Nel mondiale più bello e intenso dell’era ibrida e non solo lui ci mette il carico della spettacolarità scenica. Quando esce dalla macchina dopo la pole di Silverstone, dopo la cavalcata vincente di Hockenheim, quel trasmettere fisicamente l’idea dell’atleta stremato per lo sforzo mentale e tecnico. È l’Hamilton-show che contribuisce a innalzare la percezione della sfida. Fatta di velocità estrema e di calcolo, di affondi vincenti e di difese quando le munizioni non sono all’altezza dell’artiglieria dell’avversario, fatta, soprattutto, di una pressione enorme sotto la quale è un attimo sbagliare.

È capitato troppe volte a Sebastian Vettel e sul piatto si contano i punti assenti. Nel giovedì del Gran Premio d’Ungheria, Lewis Hamilton si prepara a un fine settimana teoricamente sfavorevole alla Mercedes e analizza la fantastica sfida con la Ferrari che ha acceso il mondiale e lo terrà vivo fino all’ultimo.

«Gli errori più piccoli pesano ancor di più, abbiamo raggiunto nuove vette in termini di pressione. È la battaglia più intensa e corriamo contro una squadra che quest’anno è più veloce di noi. La Ferrari ha compiuto un passo in avanti come possono vedere tutti, hanno migliorato le prestazioni in qualifica e non mi faccio illusioni: dovremo lottare a fondo», spiega.

Quanto vada forte la SF71H è oggetto delle attenzioni dei team avversari, a carpire segreti, interrogarsi e (interrogare la FIA) sulla legalità di un progetto non solo al vertice ma riferimento tecnico in griglia. È diverso ed è splendido il mondiale in corso: «Lo scorso anno c’era maggior equilibrio, in alcuni week end loro erano più veloci, in altri eravamo noi più rapidi, ma quest’anno pende maggiormente dalla loro parte e siamo costretti a dare più di quel che abbiamo nei week end di gara e provare a estrarre il più possibile quando non siamo abbastanza veloci.

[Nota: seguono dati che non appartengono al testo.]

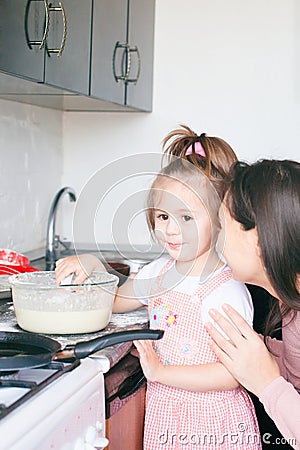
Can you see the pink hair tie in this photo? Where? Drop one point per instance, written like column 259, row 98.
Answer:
column 199, row 150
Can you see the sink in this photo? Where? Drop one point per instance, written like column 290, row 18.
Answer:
column 112, row 261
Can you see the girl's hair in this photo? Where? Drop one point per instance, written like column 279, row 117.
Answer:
column 266, row 195
column 180, row 147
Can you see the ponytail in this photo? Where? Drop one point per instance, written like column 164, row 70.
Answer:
column 211, row 155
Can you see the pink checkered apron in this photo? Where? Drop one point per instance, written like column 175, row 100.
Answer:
column 182, row 420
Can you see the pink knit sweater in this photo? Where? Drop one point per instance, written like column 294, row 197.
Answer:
column 281, row 398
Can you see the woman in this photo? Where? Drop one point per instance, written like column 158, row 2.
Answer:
column 262, row 247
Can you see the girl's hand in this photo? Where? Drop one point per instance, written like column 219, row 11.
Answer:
column 81, row 265
column 244, row 355
column 149, row 361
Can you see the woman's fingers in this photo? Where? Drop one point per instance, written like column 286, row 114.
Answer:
column 238, row 321
column 234, row 334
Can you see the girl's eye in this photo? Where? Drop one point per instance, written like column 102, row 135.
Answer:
column 163, row 216
column 186, row 218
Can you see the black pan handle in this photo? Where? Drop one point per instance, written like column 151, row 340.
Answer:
column 86, row 348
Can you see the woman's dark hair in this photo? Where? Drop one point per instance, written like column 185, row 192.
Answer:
column 266, row 195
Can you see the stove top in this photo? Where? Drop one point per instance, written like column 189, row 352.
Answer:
column 19, row 386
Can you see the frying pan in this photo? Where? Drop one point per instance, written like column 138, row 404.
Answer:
column 27, row 350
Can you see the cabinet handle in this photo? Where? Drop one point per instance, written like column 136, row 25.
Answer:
column 126, row 54
column 61, row 9
column 136, row 79
column 41, row 43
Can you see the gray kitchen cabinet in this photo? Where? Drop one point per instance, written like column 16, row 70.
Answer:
column 47, row 42
column 91, row 55
column 122, row 52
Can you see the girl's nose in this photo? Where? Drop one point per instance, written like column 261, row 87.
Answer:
column 173, row 226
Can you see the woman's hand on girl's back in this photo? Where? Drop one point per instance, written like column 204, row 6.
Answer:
column 244, row 355
column 148, row 359
column 80, row 265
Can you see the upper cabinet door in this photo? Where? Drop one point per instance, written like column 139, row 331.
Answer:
column 67, row 60
column 108, row 50
column 22, row 29
column 141, row 42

La pressione di dover estrarre assolutamente ogni millimetro, ogni granello, è assolutamente più alta che mai. E l’ambizione dei piloti, mia e di Sebastian, ad esempio, è più grande che mai».

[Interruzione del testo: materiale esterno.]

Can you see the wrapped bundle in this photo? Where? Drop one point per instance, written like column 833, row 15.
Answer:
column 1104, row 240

Sull’errore commesso da Vettel a Hockenheim replica a modo suo. Un po’ come accadde al Paul Ricard, lo sbaglio in partenza, “i 400 metri che devi fare alla perfezione. Io ci sono riuscito”.

«Nessuno è perfetto. Sotto tanta pressione io lavoro tanto per pormi nella condizione mentale e fisica che mi farà cedere per ultimo. È realmente questa la mia mentalità». L’immagine del “ne resterà solo uno” la colleghi naturale all’analisi di Lewis.

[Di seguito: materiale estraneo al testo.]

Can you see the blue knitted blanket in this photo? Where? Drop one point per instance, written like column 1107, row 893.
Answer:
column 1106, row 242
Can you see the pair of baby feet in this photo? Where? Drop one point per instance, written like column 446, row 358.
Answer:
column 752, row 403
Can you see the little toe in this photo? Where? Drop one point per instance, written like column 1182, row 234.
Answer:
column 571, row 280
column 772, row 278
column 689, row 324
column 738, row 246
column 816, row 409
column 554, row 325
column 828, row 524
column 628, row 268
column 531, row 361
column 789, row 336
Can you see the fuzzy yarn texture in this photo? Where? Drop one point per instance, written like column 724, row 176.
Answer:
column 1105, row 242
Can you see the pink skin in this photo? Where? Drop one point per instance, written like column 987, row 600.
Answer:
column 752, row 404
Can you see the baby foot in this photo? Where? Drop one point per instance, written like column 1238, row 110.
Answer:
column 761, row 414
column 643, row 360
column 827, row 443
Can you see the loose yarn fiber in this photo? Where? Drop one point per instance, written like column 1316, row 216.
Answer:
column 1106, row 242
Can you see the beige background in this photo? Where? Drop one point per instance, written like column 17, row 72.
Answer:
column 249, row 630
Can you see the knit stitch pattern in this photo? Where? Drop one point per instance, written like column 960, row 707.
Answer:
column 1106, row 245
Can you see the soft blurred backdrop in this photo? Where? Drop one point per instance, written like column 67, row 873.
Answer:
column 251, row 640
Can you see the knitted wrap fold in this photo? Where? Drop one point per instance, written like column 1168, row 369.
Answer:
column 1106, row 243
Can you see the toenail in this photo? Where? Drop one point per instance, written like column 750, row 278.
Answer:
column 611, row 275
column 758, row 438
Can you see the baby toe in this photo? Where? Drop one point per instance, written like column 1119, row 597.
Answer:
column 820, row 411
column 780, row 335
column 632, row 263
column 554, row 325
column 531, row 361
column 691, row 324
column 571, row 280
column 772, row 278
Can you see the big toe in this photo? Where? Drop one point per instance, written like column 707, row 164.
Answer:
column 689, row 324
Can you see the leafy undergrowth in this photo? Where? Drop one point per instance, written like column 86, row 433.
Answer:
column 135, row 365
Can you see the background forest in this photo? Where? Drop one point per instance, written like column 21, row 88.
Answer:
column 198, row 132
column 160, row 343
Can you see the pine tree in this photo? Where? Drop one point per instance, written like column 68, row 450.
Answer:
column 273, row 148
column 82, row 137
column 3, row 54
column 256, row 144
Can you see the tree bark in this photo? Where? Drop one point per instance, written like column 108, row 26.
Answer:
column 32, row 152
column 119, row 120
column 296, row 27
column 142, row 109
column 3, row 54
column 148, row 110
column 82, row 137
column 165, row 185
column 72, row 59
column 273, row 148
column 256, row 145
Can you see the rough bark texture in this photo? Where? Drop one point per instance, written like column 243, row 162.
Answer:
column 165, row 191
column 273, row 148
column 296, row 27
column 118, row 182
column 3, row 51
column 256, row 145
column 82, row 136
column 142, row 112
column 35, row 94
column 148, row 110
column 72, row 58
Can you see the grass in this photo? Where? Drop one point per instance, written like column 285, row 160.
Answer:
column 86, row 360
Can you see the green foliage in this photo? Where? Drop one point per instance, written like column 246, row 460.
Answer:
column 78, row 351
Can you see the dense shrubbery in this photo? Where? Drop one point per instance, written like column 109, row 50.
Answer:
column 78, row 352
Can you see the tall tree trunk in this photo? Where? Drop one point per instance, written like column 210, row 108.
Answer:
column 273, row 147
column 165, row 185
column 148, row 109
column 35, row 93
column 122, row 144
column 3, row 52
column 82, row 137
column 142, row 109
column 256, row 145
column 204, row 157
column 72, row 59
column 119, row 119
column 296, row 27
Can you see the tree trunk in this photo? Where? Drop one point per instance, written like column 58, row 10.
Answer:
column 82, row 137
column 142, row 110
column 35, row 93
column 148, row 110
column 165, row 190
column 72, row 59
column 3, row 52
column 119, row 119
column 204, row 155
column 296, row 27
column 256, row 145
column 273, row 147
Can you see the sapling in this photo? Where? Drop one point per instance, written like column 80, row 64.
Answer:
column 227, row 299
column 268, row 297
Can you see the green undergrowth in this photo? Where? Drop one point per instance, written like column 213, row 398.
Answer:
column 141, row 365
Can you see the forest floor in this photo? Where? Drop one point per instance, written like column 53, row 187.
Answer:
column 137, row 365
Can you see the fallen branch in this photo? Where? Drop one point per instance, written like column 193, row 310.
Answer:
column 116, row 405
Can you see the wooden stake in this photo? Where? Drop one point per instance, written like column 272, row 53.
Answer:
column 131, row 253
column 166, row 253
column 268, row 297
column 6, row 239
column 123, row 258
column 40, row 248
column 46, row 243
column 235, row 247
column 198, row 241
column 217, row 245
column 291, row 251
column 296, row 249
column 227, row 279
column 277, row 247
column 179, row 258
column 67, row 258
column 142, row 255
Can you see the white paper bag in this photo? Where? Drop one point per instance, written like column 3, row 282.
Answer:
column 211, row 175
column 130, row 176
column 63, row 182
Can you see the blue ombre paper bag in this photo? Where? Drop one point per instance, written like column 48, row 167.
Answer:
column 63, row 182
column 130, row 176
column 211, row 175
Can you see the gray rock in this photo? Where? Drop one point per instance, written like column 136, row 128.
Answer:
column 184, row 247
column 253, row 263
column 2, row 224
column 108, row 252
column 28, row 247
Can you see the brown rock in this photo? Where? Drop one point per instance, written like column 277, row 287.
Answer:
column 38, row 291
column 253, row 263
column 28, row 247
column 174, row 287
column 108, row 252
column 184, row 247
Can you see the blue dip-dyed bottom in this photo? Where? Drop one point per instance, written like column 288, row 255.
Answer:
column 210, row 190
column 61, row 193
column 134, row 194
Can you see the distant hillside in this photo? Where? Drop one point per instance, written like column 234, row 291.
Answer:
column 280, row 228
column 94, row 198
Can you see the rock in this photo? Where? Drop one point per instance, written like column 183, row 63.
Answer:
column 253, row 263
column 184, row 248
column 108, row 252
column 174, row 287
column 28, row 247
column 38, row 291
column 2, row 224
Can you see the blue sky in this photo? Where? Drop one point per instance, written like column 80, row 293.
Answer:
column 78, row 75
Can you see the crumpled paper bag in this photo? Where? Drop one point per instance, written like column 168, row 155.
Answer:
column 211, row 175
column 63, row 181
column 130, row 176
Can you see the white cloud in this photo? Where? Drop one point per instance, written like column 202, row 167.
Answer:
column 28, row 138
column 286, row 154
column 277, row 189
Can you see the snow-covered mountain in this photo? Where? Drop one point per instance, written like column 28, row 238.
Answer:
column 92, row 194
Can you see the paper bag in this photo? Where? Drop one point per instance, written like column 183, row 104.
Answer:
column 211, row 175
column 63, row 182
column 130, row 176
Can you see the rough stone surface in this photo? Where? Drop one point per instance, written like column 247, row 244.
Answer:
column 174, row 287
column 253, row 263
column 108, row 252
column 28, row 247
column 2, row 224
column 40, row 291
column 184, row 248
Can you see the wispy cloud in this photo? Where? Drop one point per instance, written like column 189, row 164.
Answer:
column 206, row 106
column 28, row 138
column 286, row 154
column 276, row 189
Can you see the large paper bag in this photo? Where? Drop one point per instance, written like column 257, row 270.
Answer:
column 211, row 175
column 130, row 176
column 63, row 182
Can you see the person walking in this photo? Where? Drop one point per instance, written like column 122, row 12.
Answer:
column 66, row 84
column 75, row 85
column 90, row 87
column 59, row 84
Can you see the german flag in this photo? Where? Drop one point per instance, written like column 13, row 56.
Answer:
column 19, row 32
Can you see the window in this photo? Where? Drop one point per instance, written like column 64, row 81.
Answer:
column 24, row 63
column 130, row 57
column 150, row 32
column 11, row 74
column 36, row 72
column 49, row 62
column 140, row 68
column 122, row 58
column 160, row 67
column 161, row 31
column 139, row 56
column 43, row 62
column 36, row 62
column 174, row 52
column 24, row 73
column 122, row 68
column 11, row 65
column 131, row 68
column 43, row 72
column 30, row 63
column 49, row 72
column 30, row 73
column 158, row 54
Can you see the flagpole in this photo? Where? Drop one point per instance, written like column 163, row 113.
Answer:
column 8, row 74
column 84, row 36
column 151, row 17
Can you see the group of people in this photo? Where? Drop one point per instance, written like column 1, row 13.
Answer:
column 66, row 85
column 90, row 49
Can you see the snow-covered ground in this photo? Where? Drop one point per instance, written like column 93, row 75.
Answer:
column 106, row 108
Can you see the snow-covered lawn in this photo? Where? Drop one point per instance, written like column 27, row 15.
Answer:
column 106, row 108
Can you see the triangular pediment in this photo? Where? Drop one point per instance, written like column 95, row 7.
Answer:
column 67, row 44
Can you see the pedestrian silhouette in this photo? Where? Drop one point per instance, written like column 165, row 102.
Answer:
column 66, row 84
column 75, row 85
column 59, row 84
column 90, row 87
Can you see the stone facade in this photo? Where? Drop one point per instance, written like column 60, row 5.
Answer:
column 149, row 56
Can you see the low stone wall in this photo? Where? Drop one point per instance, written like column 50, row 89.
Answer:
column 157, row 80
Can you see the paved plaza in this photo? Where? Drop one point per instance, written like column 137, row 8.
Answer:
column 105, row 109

L’Hungaroring non sarà il più semplice degli appuntamenti. Non per questo abdica in partenza alle possibilità di sfidare Vettel e la Ferrari, i due Red Bull e la RB14. Le puntate della vigilia vanno fatte su questi protagonisti, sulla carta. «Questo week end sarà la stessa sfida come ogni anno. Non è una pista di motore, ci sono le Red Bull spesso vicine, le Ferrari che un anno fa furono le più veloci, sarà probabilmente lo stesso quest’anno.

Alla fine proveremo a fare di tutto per migliorare e speriamo che la macchina sia migliore su questo tipo di piste. Potrebbe essere il secondo tracciato più difficile sul quale superare ed è forse il secondo più stretto. Sono qui con la determinazione di centrare la prima fila e ho bisogno di essere in prima posizione, ecco il mio obiettivo».